Long-Term Outcomes and Dynamics of Mutants Associated with Lamivudine-Adefovir Rescue Therapy in Patients with Lamivudine-Resistant Chronic Hepatitis B.
- Author:
Jihyun KIM
1
;
Sae Hwan LEE
;
Hong Soo KIM
;
Kanghyug CHOI
;
Soung Won JEONG
;
Sang Gyune KIM
;
Jae Young JANG
;
Young Seok KIM
;
Boo Sung KIM
Author Information
- Publication Type:Original Article ; Research Support, Non-U.S. Gov't
- Keywords: Hepatitis B virus; Lamivudine resistance; Restriction fragment mass polymorphism; Mutation
- MeSH: Adenine/administration & dosage/*analogs & derivatives/therapeutic use; Adult; Aged; Aged, 80 and over; Antiviral Agents/administration & dosage/*therapeutic use; DNA-Directed DNA Polymerase/genetics; Drug Resistance, Viral/genetics; Drug Therapy, Combination; Female; Hepatitis B virus/*genetics; Hepatitis B, Chronic/*drug therapy/virology; Humans; Lamivudine/administration & dosage/*therapeutic use; Male; Middle Aged; Organophosphonates/administration & dosage/*therapeutic use; Treatment Outcome; Viral Load/drug effects; Young Adult
- From:Gut and Liver 2015;9(1):103-108
- CountryRepublic of Korea
- Language:English
- Abstract: BACKGROUND/AIMS: To investigate the association between the baseline profiles and dynamics of hepatitis B virus (HBV) DNA polymerase gene mutations and the long-term virological response of lamivudine (LAM)-adefovir (ADV) combination therapy in patients with LAM-resistant chronic hepatitis B. METHODS: Seventy-five patients who received LAM-ADV combination therapy for more than 12 months were analyzed.
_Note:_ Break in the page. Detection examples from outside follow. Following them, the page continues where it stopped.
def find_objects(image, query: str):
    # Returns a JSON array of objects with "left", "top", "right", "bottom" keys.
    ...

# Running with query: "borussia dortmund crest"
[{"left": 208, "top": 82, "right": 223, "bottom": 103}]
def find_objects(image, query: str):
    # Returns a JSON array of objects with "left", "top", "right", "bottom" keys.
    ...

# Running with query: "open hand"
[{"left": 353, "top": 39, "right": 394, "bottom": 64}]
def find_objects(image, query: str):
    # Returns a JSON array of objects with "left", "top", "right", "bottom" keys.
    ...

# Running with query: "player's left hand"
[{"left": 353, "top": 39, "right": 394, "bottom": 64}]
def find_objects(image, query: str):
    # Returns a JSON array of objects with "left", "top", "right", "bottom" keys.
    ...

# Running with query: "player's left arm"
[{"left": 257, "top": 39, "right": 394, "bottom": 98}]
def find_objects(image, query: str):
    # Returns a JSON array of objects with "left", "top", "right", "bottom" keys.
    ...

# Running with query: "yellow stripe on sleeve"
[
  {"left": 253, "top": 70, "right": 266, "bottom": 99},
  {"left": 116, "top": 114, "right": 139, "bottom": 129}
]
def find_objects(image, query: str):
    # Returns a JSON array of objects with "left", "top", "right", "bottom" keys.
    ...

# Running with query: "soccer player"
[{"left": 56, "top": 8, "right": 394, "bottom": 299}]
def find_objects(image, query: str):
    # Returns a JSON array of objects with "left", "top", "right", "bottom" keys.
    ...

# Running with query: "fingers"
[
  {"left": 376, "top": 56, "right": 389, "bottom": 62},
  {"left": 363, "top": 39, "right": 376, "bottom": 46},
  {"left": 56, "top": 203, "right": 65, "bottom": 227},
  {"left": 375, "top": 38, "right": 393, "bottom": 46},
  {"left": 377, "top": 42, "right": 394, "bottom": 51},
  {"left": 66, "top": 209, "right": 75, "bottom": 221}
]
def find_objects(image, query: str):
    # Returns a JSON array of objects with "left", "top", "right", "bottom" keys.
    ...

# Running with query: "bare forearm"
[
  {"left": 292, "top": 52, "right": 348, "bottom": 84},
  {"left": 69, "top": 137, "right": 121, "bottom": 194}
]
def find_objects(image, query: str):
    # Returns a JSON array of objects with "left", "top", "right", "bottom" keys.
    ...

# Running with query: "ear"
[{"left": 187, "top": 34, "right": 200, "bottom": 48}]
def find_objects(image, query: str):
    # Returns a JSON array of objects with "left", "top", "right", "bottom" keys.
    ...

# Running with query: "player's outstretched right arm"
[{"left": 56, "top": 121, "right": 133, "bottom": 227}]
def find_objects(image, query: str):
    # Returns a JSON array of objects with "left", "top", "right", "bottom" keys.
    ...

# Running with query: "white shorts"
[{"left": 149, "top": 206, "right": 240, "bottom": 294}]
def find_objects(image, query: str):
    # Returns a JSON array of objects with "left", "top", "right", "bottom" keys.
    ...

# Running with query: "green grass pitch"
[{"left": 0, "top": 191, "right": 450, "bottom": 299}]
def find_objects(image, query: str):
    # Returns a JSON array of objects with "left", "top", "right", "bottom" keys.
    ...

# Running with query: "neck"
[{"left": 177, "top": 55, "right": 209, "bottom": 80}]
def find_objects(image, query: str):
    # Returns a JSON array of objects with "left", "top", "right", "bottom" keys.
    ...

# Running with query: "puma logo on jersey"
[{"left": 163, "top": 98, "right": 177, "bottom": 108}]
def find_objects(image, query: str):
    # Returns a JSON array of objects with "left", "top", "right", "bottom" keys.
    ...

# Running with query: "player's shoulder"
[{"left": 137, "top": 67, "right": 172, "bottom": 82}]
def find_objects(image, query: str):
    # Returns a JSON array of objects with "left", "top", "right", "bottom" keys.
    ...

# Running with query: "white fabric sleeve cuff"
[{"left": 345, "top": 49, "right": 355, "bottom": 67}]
Restriction fragment mass polymorphism assays were used to detect and monitor the dynamics of LAM- and ADV-resistant mutations. RESULTS: The median duration of LAM-ADV combination therapy was 26 months (range, 12 to 58 months). The baseline mutation profiles, rtM204I (p=0.992), rtM204I/V (p=0.177), and rtL180M (p=0.051), were not correlated with the cumulative virological response, and the baseline HBV DNA level (p=0.032) was the only independent predictive factor for cumulative virological response. Tests for LAM- and ADV-resistant mutations were performed in 12 suboptimal responders in weeks 48 and 96. The population of rtM204 mutants persisted or increased in 8 of 12 patients, and rtA181T mutants newly emerged as a minor population in four patients until 96 weeks. Nevertheless, the viral loads progressively decreased during rescue therapy, and these dynamics did not correlate with virological response. CONCLUSIONS: The baseline profile and dynamics of LAM-resistant mutations during LAM-ADV combination therapy are not associated with a virological response.